Part 1: Connections to the Common Core State Standards
Students with significant disabilities are often educated in segregated special education settings with limited opportunities to fully participate in curricula and environments that provide access to general education. This diminished opportunity results in students with significant disabilities achieving outcomes substantially lower than those of their peers without disabilities, with inclusive adult outcomes even less likely to be obtained (Carter, Austin, & Trainor, 2012; Newman, Wagner, Cameto, Knokey, & Shaver, 2010). Although access to general education is a predictor of post-school success (Test et al., 2009), students with significant disabilities typically have little access.
Developing connections to the Common Core State Standards (CCSS) is, thus, a critical starting point for those developing instruction and goals for students with significant disabilities (Browder et al., 2007). Further, access to CCSS raises learning expectations for students with significant disabilities while providing more opportunities to access the full range of general education content. Finally, inclusive education and teaching of CCSS is typically delivered by teachers who are highly qualified in the subject matter they teach, unlike segregated self-contained classrooms where teachers are not highly qualified in the range of subject matter and grade-level general education content they would be expected to teach. However, the use of needed supports and services (e.g., related services providers, co-teaching, curricular adaptations) may be required to provide students access and progress to CCSS.
The central resource in the Course Enhancement Module (CEM) is a 6-hour anchor presentation about inclusive education for ALL students. The presentation is designed as part of a pre-service educator preparation class or a professional development (PD) program for teachers and leaders. The presentation includes a PowerPoint with verbatim speaker notes, links to videos and podcasts, activities for participants to complete during the presentation, follow-up application activities, and suggested readings. Resources from the presentation are also available in the resources section of the CEM. In addition to the anchor presentation, the CEM includes links to relevant websites, a comprehensive list of references, and multimedia resources.
Sample Course and Professional Development Activities
These sample activities are appropriate for a university class or for completion outside of class. They are also appropriate for PD application with practicing teachers and leaders. The activities can be used during professional learning teamwork, applied with students in the classroom, or used to guide coaching and peer conversations.

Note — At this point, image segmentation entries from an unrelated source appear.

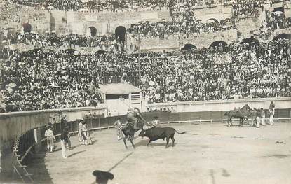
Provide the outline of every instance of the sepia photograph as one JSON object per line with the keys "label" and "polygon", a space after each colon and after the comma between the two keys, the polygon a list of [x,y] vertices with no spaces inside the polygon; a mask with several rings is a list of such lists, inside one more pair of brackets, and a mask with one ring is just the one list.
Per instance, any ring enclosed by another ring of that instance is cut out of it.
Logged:
{"label": "sepia photograph", "polygon": [[0,184],[291,184],[290,0],[0,0]]}

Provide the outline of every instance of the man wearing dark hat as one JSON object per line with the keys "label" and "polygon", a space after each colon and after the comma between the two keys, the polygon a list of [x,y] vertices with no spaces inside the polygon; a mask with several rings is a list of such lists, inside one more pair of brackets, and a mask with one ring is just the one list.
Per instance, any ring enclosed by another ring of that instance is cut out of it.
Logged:
{"label": "man wearing dark hat", "polygon": [[47,129],[44,132],[44,136],[46,138],[46,143],[48,151],[53,152],[53,140],[55,141],[55,137],[53,135],[53,132],[52,130],[52,127],[48,125],[46,127]]}
{"label": "man wearing dark hat", "polygon": [[151,127],[161,127],[160,125],[160,120],[158,120],[158,116],[154,117],[154,121],[150,124],[150,126]]}
{"label": "man wearing dark hat", "polygon": [[93,175],[96,177],[96,183],[97,184],[107,184],[108,180],[113,180],[114,178],[114,176],[111,173],[99,170],[94,171]]}

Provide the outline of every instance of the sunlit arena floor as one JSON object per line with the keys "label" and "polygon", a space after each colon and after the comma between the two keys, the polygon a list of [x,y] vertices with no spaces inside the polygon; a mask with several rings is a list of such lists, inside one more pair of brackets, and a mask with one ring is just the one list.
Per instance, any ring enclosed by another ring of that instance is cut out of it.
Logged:
{"label": "sunlit arena floor", "polygon": [[36,159],[29,170],[37,183],[92,183],[95,169],[111,171],[114,178],[109,184],[291,183],[291,124],[259,129],[225,124],[169,127],[187,131],[175,133],[175,147],[165,149],[163,139],[147,146],[147,138],[138,137],[136,149],[126,150],[114,129],[105,129],[91,133],[90,146],[72,137],[67,159],[62,158],[57,143],[43,163]]}

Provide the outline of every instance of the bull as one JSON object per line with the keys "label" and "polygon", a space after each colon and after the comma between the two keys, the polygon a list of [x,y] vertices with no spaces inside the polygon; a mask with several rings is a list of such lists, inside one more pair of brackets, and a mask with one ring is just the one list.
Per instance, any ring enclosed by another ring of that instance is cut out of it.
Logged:
{"label": "bull", "polygon": [[172,139],[172,146],[174,146],[175,143],[175,132],[178,133],[179,134],[184,134],[186,133],[186,132],[178,132],[177,130],[172,127],[151,127],[148,129],[142,129],[140,132],[139,136],[144,137],[147,136],[149,139],[149,143],[147,143],[147,146],[149,144],[151,144],[151,142],[153,141],[156,141],[160,139],[163,139],[165,140],[165,138],[166,139],[167,143],[165,145],[165,148],[168,147],[169,140],[170,138]]}

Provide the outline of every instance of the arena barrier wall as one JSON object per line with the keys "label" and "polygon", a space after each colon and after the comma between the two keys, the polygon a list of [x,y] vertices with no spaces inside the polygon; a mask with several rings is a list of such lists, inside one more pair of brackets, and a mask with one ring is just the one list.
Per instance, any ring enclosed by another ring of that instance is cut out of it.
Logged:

Click here to view Dan Habib’s TEDx Talk titled Disabling Segregation. After viewing the video, consider the following:
- How does inclusive education benefit Samuel? All children? Society as a whole?
- How does inclusive education improve school culture and climate?
- How does inclusive education raise expectations and improve belonging?
Part 2 begins by providing clarification of terminology that will be used throughout the remainder of the module. This part also explores a series of rationales (e.g., guiding principles, values, empirical evidence, legal foundations) that led the field to focus on inclusive education for ALL students, including those with extensive and complex support needs.
Part 3 discusses the following components of inclusive service delivery models: school-‐wide implementation of multi-‐tiered system of supports (MTSS) that strive to improve the academic and behavioral outcomes for ALL students; collaborative teaming between general educators, special educators, related services personnel, paraeducators, parents, administrators, and students themselves; and supportive and visionary administrative leadership.
Part 4 acknowledges that for ALL students, including those with disabilities, access to core/general education curriculum in inclusive school contexts and settings requires key practices in place such as ecological/contextually based assessment, person-‐centered planning, differentiated instruction, and Universal Design for Learning (UDL).
Part 5 discusses the specific roles and responsibilities of team members in relation to supporting students’ meaningful access to and participation with curriculum; the principle of partial participation; curricular, instructional and ecological adaptations to support access and participation; and finally, embedded instruction as an evidence-‐based practice (EBP) to deliver high-‐quality, specialized instruction in inclusive settings. The section begins with a discussion of the roles, responsibilities, and strategies employed by an effective inclusion facilitator to implement high-‐quality, effective inclusive services for students with the most intensive and complex support needs. Inclusion facilitators are defined as credentialed teachers who develop and implement inclusive education. Inclusion facilitators are often special education teachers by trade, but can also be general education teachers or other school team members.
Part 6 discusses ways to promote peer interactions and relationships between students with disabilities and their classmates in the general education classrooms. These are understood to play key roles in learning and quality of life (Carter, 2011; Carter, Bottema-‐Beutel, & Brock, 2014; Carter, Cushing, & Kennedy, 2009). Within the professional literature describing the administrative, logistical, and curricular practices to achieve successful inclusion, there is a clear mandate to offer students with disabilities the same opportunities for social learning, participation, and friendship that are available to all students (Halvorsen & Neary, 2009; TASH, 2010).